8/15/2019

Life as a blessing

Seneca writes:

It is not that we have a short time to live, but that we waste a lot of it. Life is long enough, and a sufficiently generous amount has been given to us for the highest achievements if it were all well invested. But when it is wasted in heedless luxury and spent on no good activity, we are forced at last by death’s final constraint to realize that it has passed away before we knew it was passing. So it is: we are not given a short life but we make it short, and we are not ill-supplied but wasteful of it… Life is long if you know how to use it.

Life is a beautiful mystery. And yet, for some reason, we have built societies around systems and structures that prevent us from seeing and experiencing this on a day-to-day basis. We look forward to weekends and dread Mondays. We plan for retirement while trading our labor to sock away for that future that isn’t guaranteed. More and more, we live hand to mouth, while surrounded by the greatest amounts of resources that have ever been assembled.

I’m aware that I write with a very United States-centric perspective, and that other cutlures be they western” or not hold slightly different ones. That said, this thing we call western” has been spreading across the globe for decades. I fear that what we see as the primary goal of life — to produce — will be the primary goal globally before we realize it.
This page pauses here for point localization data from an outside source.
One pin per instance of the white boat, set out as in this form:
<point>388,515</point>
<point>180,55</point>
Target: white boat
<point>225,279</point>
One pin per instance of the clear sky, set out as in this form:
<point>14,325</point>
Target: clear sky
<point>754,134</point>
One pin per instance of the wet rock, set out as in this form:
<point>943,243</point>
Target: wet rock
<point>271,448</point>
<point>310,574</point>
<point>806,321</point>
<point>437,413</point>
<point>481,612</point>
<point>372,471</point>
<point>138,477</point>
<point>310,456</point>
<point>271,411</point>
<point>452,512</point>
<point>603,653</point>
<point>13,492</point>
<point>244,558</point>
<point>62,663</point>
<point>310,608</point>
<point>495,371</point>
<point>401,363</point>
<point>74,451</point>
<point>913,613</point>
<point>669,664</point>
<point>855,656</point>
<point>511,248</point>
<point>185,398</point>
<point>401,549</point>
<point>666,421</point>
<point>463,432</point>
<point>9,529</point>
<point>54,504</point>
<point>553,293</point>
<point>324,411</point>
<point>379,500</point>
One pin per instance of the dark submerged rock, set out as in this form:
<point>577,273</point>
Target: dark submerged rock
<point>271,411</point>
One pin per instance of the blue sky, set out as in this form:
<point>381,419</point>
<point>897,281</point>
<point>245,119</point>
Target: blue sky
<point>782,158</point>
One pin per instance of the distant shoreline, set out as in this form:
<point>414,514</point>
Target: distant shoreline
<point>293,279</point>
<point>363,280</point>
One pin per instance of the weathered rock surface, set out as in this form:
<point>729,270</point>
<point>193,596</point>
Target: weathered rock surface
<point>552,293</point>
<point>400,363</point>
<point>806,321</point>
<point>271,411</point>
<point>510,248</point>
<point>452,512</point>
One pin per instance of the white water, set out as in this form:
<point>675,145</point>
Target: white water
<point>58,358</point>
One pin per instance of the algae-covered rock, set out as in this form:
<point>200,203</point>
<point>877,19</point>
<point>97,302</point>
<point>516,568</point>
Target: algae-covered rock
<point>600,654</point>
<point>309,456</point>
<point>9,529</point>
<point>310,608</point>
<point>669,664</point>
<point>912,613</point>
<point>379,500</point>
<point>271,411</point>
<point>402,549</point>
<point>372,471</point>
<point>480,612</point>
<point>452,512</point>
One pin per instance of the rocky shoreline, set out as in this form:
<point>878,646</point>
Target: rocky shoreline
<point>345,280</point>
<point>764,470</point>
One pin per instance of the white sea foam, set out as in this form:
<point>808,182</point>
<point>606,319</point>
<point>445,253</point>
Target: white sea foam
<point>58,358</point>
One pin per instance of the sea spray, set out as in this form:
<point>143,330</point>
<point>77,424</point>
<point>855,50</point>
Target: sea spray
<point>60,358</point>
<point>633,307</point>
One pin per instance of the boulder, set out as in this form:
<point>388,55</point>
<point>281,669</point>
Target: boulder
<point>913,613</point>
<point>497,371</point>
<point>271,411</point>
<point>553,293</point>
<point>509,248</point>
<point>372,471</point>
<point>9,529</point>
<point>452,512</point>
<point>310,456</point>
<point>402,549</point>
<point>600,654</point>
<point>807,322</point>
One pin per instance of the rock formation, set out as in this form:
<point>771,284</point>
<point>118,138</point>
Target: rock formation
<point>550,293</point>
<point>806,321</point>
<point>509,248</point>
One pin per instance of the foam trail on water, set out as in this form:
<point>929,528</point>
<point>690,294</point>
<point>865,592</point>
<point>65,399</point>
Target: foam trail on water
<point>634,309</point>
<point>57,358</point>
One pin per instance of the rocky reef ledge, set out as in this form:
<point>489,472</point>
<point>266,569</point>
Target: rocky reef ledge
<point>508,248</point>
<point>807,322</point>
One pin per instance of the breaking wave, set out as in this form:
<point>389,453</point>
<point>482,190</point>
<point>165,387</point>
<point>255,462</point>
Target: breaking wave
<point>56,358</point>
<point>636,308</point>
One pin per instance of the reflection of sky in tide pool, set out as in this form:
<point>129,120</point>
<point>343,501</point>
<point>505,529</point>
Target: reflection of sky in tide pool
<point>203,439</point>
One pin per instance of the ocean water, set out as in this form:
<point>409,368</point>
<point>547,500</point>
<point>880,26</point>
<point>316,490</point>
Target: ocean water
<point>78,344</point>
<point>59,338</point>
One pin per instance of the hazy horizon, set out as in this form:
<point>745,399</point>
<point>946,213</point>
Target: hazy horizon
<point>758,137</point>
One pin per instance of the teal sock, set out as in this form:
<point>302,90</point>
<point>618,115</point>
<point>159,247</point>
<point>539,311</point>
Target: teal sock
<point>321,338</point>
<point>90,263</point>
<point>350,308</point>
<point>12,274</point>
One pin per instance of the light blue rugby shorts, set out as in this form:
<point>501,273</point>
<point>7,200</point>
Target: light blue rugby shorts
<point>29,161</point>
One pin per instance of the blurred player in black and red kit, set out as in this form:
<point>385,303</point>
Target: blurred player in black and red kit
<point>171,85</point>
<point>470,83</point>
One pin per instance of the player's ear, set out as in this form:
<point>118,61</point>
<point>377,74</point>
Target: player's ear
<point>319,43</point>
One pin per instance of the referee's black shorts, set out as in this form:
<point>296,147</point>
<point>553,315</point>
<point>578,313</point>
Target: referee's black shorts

I fear that more and more, we will make life short. How I do this in my own life is a central inquiry. What can I do, day-by-day, moment-by-moment, to expand that life to its fullness? The only way I can imagine is to put everything on the table, to take a stand for the things that are truly important, to cultivate the relationships that matter, to do the work that expands the heart and mind, to feel into the divine nature of each moment and each place, and to honor the gift of being alive through the divine blessing of being present to my life. This is the legacy I wish for us all.